4.1 The sub-processors engaged by Bambuser on the effective date of the Agreement are set out in https://bambuser.com/docs/agreement-details/#sub-processors. Bambuser is responsible for ensuring that all Processing of Personal Data performed by a sub-processor is governed by a written agreement with the sub-processor that corresponds to the requirements of this DPA and applicable Data Protection Laws, including but not limited to Article 28 of the GDPR. Customer acknowledges that appointment of sub-processors (as well as appointment of new sub-processors from time to time), is necessary in order for Bambuser to perform its services under the Agreement. Bambuser may only make changes to the sub-processors listed in https://bambuser.com/docs/agreement-details/#sub-processors in accordance with the below. In the event Bambuser adds or replaces a sub- processor Bambuser will provide Customer with thirty (30) days prior written notice. Customer shall have the right to object to the use of a specific sub-processor by written notice to Bambuser, without undue delay from the time Customer was notified of the use of that sub-processor. Such an objection shall be made in good faith and based on justifiable grounds. The Parties will in good faith discuss possible activities to mitigate the risks raised by such an objection. Customer acknowledges and accepts that its objection to a sub-processor may adversely affect Bambuser's ability to perform the services under the Agreement, therefore Bambuser shall be entitled to use such sub-processor despite Customer's objection as removal of such sub-processor would affect all Bambuser's customers. In the event the Parties are not able to reach an agreement in relation to such a sub-processor, Customer may terminate the Agreement with immediate effect and receive a refund of any prepaid, pro rata, fees for the remaining period of the agreement that Customer will not use the services.

5. DATA BREACH

5.1 In the event of a Personal Data Breach, Bambuser shall without undue delay submit a written notice to Customer including the following information;

  • a) a description of the nature of the Personal Data Breach including, the categories and approximate number of Data Subjects concerned, and the categories and approximate number of data records concerned;

  • b) name and contact details of the person responsible for Bambuser's data protection matters;

  • c) a description of likely consequences and/or realized consequences of the Personal Data Breach; and

  • d) a description of actions taken by Bambuser (and/or its sub-processors) to assess and address the Personal Data Breach; to mitigate its possible adverse effects; or to prevent the reoccurrence of the Personal Data Breach.

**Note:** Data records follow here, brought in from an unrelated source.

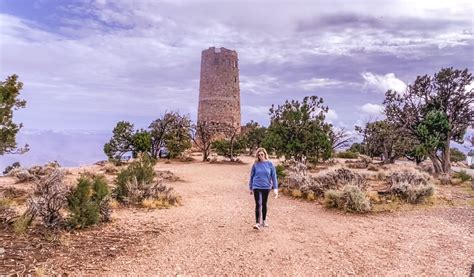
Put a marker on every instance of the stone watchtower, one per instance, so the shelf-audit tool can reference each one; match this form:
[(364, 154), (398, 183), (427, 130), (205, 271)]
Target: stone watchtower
[(219, 92)]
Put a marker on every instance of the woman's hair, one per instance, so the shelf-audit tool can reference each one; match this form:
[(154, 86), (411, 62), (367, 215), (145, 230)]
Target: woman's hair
[(261, 149)]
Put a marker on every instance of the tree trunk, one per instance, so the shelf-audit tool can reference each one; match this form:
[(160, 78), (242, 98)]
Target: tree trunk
[(446, 160), (232, 149), (205, 155), (436, 164)]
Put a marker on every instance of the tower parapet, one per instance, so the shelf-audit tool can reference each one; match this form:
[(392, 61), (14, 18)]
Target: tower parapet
[(219, 92)]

5.2 Where, and in so far as, it is not possible to provide the information requested in Section 5.1 at the same time, Bambuser may provide the requested information in phases without undue further delay. Furthermore, Bambuser shall document any Personal Data Breaches and upon Customer's request make the documentation available for Customer to ensure its compliance with applicable Data Protection Laws.

5.3 Bambuser shall take all the necessary steps to protect the Personal Data when made aware of a Personal Data Breach. Pursuant to the submission of a notice to Customer in accordance with Section 5.1, Bambuser shall, in consultation with Customer, take appropriate measures to secure the Personal Data and limit any possible detrimental effect to the Data Subjects. Bambuser shall cooperate with Customer, and with any third parties designated by Customer, to respond to the Personal Data Breach. The objective of the Personal Data Breach response will be to restore the confidentiality, integrity, and availability of the Personal Data Processed by Bambuser, to establish root causes and corrective actions, preserving evidence and to mitigate any damage caused to Data Subjects or Customer.

6. RECORDS

6.1 Bambuser shall maintain and update a record in an electronic form ("Record"), of all Personal Data Processing carried out under this DPA and the Agreement on behalf of Customer.

6.2 Bambuser shall provide Customer with the Record without undue delay as from the Customer's request.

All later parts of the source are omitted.